Monday, September 8, 2008

The verdict is in

I may not be a doctor but when I saw the diagnosis on my histopathy, I knew it was bad. Forget the with or without atypia phrase. There was none of that. Instead what was written in black and white was endocarcinoma. Anyone who has ever read up on diseases is aware what carcinoma means. Yep, the Big C.

I tried to make light of it when I finally sat down with my OB-Gyne. She did not want to unnecessarily panic me. There were cancer cells on my endometrium or the uterus lining. No question about it, I had to have a hysterectomy, PRONTO. Cancer is cancer, she said and the earlier it can be determined and treated, the better. She was optimistic, though, because the initial prognosis showed Grade I, and while this in no way determines what stage the cancer is at, (the hysterectomy will confirm it), it is most likely in the early stage. What she wants to know is if it has gone beyond the endometrium because this would require further treatment: either chemo or radiation, which I am not looking forward to.

In truth, I didn't know what to feel. I went to the doctor alone so except for her, there was no one to discuss it with. And with her, I couldn't be emotional, if I really wanted to. There was a brief moment when I wanted to break down and cry but somehow, I didn't. She immediately sent me to the HMO coordinator to check if there was a gynecologist-oncologist within the hospital who was accredited with the HMO, to perform the surgery. Fortunately, there was. But I missed him and will have to come in for consultation on Thursday yet.

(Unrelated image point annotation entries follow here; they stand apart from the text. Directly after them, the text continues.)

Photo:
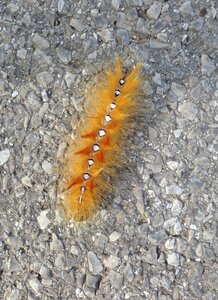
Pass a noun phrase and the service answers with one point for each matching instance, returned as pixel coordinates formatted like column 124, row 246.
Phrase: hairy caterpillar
column 96, row 153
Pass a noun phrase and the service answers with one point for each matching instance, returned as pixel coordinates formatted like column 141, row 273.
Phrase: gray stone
column 94, row 263
column 90, row 45
column 162, row 36
column 213, row 281
column 151, row 256
column 13, row 264
column 176, row 208
column 186, row 10
column 173, row 259
column 173, row 189
column 4, row 156
column 157, row 237
column 77, row 24
column 56, row 244
column 64, row 55
column 128, row 272
column 26, row 19
column 44, row 78
column 123, row 36
column 189, row 110
column 47, row 167
column 116, row 4
column 132, row 14
column 207, row 65
column 92, row 282
column 135, row 2
column 43, row 220
column 170, row 244
column 154, row 11
column 173, row 165
column 45, row 272
column 75, row 250
column 138, row 193
column 22, row 53
column 196, row 25
column 114, row 236
column 111, row 262
column 14, row 295
column 195, row 92
column 195, row 272
column 100, row 22
column 141, row 27
column 35, row 284
column 154, row 44
column 70, row 79
column 106, row 35
column 40, row 42
column 178, row 89
column 116, row 279
column 41, row 58
column 157, row 220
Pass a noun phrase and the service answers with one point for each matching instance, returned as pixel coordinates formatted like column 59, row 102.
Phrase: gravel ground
column 158, row 237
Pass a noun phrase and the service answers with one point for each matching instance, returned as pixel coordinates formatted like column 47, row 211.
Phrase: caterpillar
column 96, row 153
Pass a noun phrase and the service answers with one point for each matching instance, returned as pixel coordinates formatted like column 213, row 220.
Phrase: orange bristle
column 97, row 150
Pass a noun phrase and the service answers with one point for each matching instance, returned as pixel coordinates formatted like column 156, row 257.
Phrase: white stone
column 173, row 190
column 114, row 236
column 173, row 165
column 173, row 259
column 176, row 208
column 43, row 220
column 47, row 167
column 94, row 263
column 14, row 94
column 26, row 180
column 154, row 11
column 4, row 156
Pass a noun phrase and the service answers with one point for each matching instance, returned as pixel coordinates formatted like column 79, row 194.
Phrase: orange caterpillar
column 96, row 153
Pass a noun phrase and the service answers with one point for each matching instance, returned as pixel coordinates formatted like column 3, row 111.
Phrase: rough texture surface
column 158, row 237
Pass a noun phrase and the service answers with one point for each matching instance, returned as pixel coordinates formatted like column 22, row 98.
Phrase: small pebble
column 154, row 11
column 4, row 156
column 94, row 263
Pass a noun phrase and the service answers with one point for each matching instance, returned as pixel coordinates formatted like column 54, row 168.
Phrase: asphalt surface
column 157, row 239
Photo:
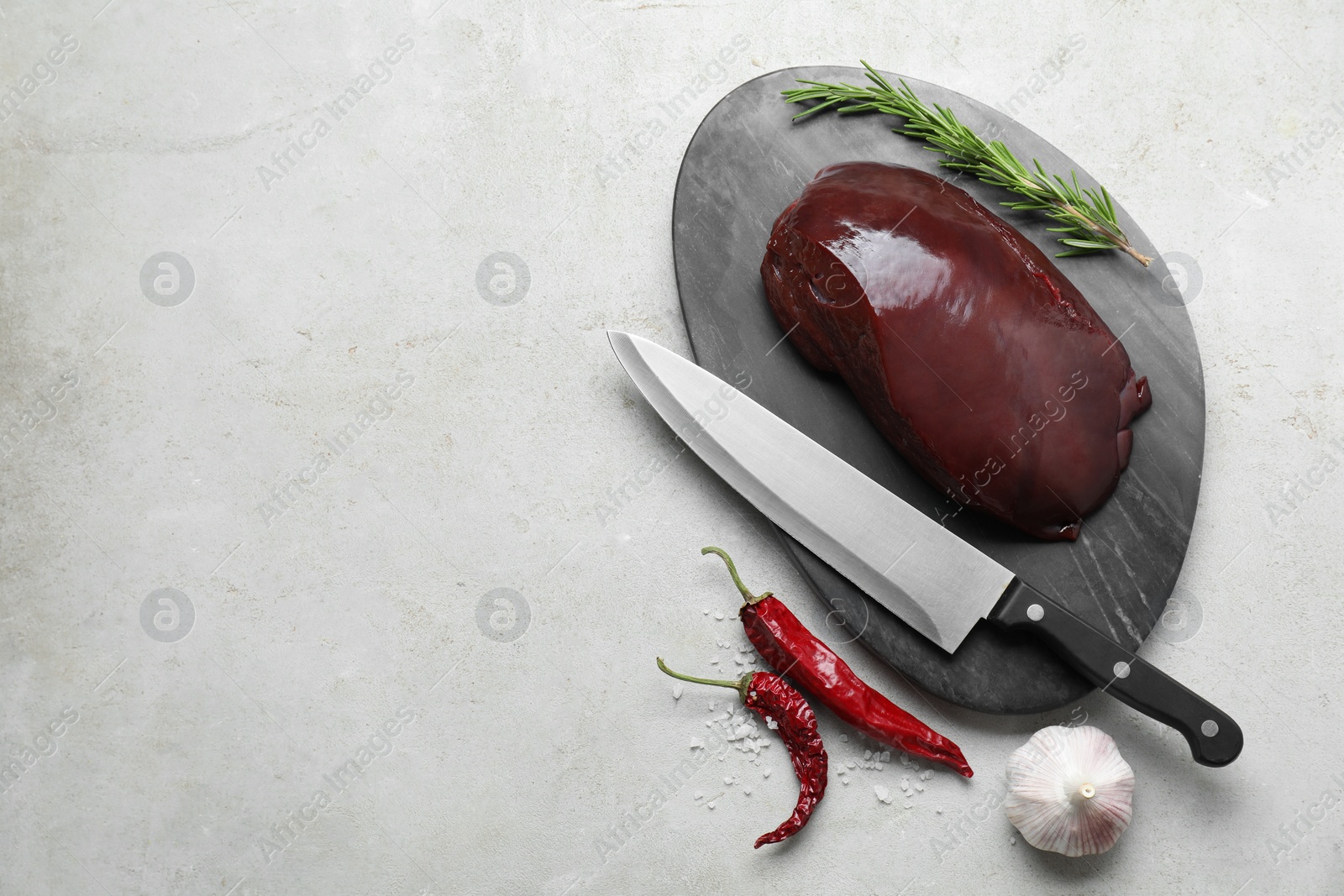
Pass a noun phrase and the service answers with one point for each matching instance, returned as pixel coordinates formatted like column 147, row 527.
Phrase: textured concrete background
column 522, row 741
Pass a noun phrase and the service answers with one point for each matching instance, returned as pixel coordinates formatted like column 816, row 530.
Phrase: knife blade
column 934, row 580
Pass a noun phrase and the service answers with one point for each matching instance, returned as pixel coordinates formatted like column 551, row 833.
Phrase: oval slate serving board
column 745, row 163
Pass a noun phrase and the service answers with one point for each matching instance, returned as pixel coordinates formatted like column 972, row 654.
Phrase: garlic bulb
column 1070, row 792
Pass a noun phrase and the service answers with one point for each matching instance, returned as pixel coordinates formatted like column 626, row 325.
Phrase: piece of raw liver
column 965, row 345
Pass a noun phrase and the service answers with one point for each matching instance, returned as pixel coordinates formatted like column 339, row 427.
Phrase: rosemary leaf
column 1086, row 215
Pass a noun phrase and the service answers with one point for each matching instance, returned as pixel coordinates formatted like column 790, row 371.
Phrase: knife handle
column 1214, row 738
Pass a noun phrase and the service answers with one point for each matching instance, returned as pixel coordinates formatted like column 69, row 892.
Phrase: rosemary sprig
column 1086, row 215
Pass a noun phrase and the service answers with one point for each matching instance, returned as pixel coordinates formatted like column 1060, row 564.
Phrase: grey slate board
column 745, row 163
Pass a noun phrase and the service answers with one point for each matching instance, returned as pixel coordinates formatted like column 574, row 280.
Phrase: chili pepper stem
column 741, row 685
column 750, row 598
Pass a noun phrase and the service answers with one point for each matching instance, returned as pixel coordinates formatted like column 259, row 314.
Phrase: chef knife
column 938, row 584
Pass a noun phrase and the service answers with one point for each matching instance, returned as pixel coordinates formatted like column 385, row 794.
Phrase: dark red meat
column 965, row 345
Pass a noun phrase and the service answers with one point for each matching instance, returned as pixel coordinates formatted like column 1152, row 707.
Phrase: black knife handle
column 1214, row 738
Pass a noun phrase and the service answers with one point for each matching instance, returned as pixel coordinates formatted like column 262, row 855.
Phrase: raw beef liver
column 965, row 345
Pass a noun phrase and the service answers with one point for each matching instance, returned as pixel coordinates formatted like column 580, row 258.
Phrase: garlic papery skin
column 1070, row 792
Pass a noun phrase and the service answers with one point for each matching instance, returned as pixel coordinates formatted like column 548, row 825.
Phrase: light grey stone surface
column 541, row 738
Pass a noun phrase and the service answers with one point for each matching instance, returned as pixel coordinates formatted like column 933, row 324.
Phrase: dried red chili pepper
column 776, row 700
column 795, row 652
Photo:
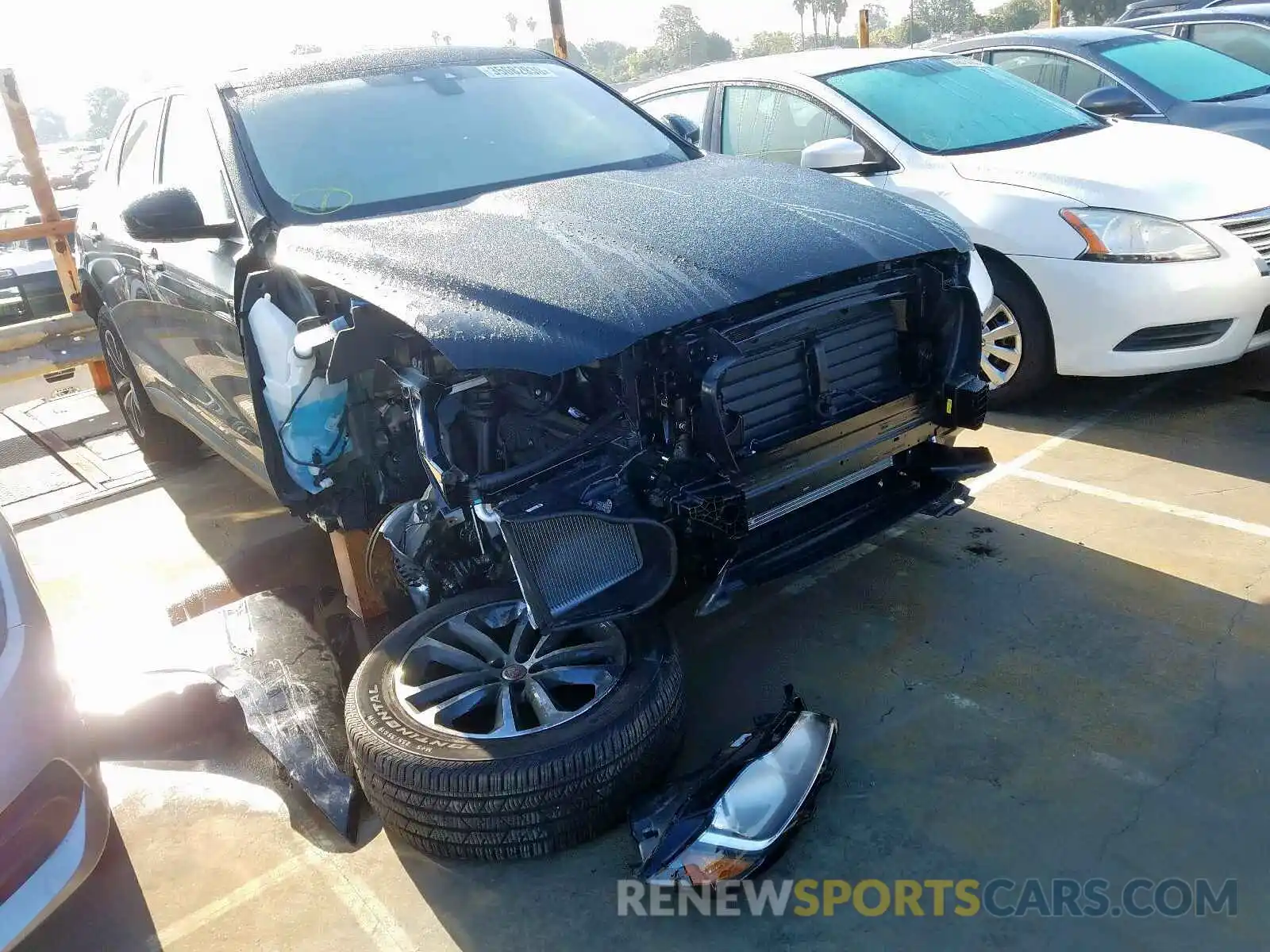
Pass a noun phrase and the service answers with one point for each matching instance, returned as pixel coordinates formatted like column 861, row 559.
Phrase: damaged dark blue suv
column 562, row 365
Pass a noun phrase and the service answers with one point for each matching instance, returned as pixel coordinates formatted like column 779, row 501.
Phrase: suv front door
column 194, row 285
column 112, row 257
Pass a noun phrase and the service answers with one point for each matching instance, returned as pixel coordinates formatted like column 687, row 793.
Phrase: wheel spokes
column 544, row 708
column 441, row 689
column 476, row 640
column 484, row 691
column 505, row 712
column 463, row 704
column 451, row 655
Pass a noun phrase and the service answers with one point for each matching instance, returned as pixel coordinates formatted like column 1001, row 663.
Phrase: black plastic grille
column 573, row 558
column 813, row 380
column 1170, row 336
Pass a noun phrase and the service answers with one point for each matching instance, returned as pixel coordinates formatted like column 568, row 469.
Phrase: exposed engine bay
column 727, row 451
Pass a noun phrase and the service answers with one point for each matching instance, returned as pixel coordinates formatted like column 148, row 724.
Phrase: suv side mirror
column 1111, row 101
column 835, row 155
column 171, row 215
column 685, row 127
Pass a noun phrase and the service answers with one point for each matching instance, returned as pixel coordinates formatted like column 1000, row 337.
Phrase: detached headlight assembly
column 734, row 816
column 1128, row 238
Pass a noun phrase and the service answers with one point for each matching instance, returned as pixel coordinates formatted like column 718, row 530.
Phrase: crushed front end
column 721, row 454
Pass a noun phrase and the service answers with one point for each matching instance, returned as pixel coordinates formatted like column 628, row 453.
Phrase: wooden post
column 101, row 376
column 364, row 598
column 42, row 194
column 41, row 190
column 562, row 44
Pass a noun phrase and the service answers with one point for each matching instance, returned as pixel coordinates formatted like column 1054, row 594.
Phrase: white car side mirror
column 833, row 155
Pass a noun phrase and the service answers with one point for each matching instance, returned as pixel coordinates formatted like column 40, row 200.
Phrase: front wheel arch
column 1033, row 315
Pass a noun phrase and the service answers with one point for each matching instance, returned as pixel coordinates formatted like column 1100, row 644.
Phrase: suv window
column 137, row 156
column 190, row 158
column 768, row 124
column 1242, row 41
column 689, row 103
column 1060, row 75
column 27, row 298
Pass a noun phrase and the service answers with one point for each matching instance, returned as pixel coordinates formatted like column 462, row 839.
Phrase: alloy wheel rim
column 489, row 673
column 130, row 403
column 1003, row 344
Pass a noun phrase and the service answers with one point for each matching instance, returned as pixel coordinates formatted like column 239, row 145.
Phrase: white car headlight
column 1130, row 238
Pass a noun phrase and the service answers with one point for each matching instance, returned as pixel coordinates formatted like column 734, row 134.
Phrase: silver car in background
column 54, row 812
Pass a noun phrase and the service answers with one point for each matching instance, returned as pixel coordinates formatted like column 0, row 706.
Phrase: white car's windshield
column 438, row 133
column 949, row 106
column 1185, row 70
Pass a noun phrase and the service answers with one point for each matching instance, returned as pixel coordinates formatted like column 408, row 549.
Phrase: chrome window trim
column 1092, row 65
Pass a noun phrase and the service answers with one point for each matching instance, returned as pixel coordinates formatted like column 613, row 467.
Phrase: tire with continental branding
column 476, row 736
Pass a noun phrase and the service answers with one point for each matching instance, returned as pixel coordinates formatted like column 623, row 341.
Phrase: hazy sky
column 135, row 42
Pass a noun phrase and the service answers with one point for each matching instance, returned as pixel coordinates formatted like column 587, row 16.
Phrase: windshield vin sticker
column 510, row 70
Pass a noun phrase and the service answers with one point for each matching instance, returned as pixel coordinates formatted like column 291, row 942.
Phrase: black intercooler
column 572, row 558
column 825, row 372
column 584, row 549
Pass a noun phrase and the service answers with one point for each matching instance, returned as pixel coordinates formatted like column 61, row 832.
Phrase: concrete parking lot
column 1067, row 681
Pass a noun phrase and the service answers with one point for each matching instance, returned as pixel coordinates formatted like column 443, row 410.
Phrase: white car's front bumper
column 1094, row 306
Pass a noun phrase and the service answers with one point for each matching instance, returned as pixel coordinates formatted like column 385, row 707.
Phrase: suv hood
column 556, row 274
column 1140, row 167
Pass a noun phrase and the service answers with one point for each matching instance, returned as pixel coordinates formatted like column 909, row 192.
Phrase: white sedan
column 1114, row 248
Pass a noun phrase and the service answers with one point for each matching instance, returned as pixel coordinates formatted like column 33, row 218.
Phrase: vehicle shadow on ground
column 994, row 723
column 1214, row 418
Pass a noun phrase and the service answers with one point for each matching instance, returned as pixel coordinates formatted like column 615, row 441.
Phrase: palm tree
column 838, row 8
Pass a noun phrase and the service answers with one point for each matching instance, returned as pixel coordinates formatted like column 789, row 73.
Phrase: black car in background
column 1149, row 8
column 1240, row 31
column 568, row 365
column 1127, row 73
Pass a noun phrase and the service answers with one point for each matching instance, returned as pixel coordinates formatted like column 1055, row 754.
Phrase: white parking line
column 814, row 577
column 375, row 918
column 1226, row 522
column 1076, row 429
column 214, row 911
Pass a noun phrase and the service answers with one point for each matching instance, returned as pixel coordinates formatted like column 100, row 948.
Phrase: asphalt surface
column 1068, row 682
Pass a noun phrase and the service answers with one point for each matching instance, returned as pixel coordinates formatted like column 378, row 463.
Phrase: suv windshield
column 351, row 148
column 1185, row 70
column 949, row 106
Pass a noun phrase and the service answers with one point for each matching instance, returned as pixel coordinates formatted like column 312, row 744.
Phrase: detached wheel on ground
column 1018, row 359
column 476, row 736
column 159, row 438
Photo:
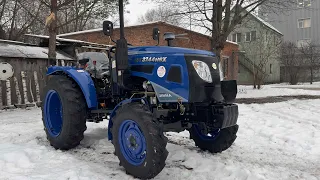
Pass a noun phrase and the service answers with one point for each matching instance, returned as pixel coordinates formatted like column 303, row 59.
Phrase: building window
column 304, row 3
column 236, row 37
column 304, row 23
column 229, row 38
column 303, row 42
column 250, row 36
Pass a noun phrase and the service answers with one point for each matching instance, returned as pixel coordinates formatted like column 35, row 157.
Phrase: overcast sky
column 137, row 8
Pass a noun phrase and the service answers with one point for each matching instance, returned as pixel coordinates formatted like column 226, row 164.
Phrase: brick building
column 141, row 35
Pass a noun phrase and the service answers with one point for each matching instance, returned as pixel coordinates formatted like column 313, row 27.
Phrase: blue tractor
column 143, row 92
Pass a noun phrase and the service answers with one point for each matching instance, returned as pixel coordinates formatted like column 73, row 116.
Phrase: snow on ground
column 278, row 90
column 275, row 141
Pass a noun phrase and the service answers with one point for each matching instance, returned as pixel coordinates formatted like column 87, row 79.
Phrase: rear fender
column 84, row 81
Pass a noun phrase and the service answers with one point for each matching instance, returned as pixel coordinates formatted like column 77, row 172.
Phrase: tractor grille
column 200, row 90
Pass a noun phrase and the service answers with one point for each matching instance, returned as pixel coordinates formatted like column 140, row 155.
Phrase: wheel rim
column 132, row 142
column 209, row 136
column 53, row 113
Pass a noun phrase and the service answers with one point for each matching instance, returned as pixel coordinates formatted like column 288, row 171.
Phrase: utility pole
column 52, row 22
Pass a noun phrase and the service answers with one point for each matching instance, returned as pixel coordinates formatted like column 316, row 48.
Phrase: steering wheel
column 113, row 49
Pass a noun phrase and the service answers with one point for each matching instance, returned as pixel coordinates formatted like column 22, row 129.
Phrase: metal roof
column 8, row 49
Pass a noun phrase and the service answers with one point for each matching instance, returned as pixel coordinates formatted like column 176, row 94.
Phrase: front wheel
column 139, row 141
column 215, row 141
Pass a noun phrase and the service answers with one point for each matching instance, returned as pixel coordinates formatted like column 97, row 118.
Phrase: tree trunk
column 15, row 10
column 311, row 75
column 52, row 34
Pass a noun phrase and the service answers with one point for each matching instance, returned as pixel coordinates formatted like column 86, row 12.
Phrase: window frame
column 304, row 3
column 305, row 40
column 302, row 20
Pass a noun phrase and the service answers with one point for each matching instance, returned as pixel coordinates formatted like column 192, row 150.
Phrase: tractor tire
column 139, row 141
column 64, row 112
column 216, row 142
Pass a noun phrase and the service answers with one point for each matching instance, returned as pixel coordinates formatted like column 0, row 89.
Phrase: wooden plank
column 1, row 105
column 4, row 93
column 18, row 92
column 28, row 86
column 8, row 90
column 35, row 75
column 14, row 98
column 33, row 86
column 20, row 86
column 41, row 76
column 27, row 96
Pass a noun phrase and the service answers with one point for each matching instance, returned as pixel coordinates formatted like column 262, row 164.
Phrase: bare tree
column 219, row 17
column 310, row 52
column 290, row 59
column 161, row 13
column 263, row 49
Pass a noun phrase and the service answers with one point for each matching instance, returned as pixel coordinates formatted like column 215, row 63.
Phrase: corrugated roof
column 266, row 23
column 100, row 29
column 136, row 25
column 23, row 51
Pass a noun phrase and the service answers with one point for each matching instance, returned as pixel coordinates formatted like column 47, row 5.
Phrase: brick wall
column 141, row 35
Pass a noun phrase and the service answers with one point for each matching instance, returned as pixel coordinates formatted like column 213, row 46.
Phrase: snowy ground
column 278, row 90
column 275, row 141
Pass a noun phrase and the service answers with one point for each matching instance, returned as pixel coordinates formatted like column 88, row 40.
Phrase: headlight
column 202, row 70
column 221, row 72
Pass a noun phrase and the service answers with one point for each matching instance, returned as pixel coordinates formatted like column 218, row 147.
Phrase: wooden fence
column 25, row 87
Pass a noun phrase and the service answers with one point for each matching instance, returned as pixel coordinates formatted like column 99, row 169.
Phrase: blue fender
column 83, row 79
column 113, row 113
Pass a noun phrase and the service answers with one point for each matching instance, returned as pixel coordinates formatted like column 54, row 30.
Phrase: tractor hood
column 166, row 50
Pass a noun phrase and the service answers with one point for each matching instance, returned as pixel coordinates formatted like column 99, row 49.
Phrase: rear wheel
column 139, row 141
column 215, row 141
column 63, row 112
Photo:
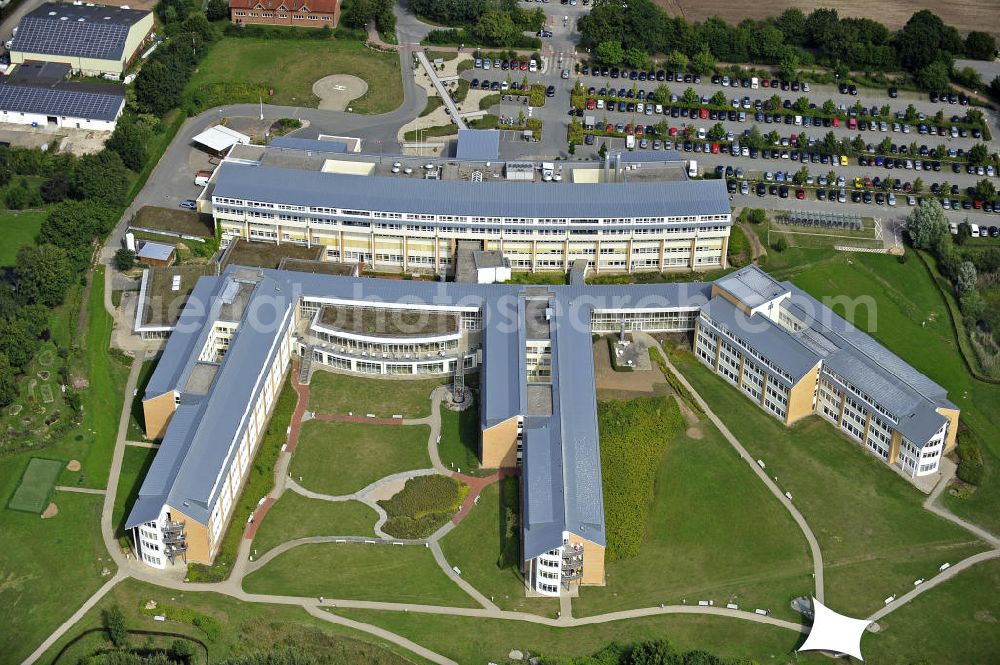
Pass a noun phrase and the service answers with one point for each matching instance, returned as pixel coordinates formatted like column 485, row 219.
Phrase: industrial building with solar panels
column 92, row 39
column 38, row 94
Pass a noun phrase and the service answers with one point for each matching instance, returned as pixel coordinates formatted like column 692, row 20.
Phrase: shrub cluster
column 634, row 436
column 424, row 504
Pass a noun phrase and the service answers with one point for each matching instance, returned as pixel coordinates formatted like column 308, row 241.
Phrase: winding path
column 817, row 555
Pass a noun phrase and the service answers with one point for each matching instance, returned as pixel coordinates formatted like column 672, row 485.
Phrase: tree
column 43, row 274
column 703, row 62
column 788, row 67
column 926, row 224
column 495, row 27
column 217, row 10
column 965, row 280
column 653, row 652
column 129, row 141
column 636, row 58
column 985, row 191
column 610, row 53
column 933, row 77
column 676, row 61
column 101, row 176
column 114, row 624
column 8, row 381
column 124, row 259
column 978, row 155
column 980, row 45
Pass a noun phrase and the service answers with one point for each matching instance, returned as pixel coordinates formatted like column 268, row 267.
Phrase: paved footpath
column 817, row 555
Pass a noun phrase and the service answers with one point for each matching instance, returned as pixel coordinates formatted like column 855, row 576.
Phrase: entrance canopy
column 834, row 632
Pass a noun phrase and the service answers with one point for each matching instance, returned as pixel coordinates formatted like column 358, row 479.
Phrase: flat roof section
column 385, row 322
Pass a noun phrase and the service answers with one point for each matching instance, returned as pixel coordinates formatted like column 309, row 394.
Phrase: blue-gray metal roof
column 309, row 145
column 751, row 286
column 478, row 145
column 155, row 251
column 782, row 348
column 73, row 30
column 254, row 182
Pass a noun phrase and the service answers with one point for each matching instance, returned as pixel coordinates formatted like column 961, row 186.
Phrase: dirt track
column 965, row 15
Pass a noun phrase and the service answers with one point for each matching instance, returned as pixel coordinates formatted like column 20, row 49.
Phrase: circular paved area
column 337, row 91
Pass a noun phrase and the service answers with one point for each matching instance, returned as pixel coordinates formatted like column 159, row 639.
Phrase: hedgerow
column 634, row 437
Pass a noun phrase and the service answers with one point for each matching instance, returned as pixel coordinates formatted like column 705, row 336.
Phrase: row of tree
column 89, row 193
column 925, row 47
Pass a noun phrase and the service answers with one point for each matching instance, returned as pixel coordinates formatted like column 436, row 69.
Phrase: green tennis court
column 32, row 495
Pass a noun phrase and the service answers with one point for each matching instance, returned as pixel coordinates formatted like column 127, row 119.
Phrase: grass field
column 341, row 458
column 714, row 532
column 135, row 463
column 459, row 447
column 175, row 220
column 247, row 628
column 36, row 485
column 387, row 573
column 341, row 394
column 295, row 516
column 965, row 612
column 486, row 548
column 478, row 640
column 290, row 67
column 965, row 16
column 19, row 228
column 875, row 536
column 911, row 319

My OB-Gyne wants the surgery set next week. The earlier, the better. It will be a 3 to 4 hour operation. My, my that will be a long nap. Five days, at least, in the hospital, two weeks to recover, 2 months to heal. The good news, if it could be called that, is that the HMO will likely shoulder all the expenses. That's why I needed an accredited doctor. I need to be prepped, and I need to prep my family and the people at work, especially the boss.

Am I scared? You betcha! I have to hang on to my doctor's word that all will be well. I don't want to be cut up again -- been there, done that. But there is no other way. Bottom line, I want to get better. Please pray for me.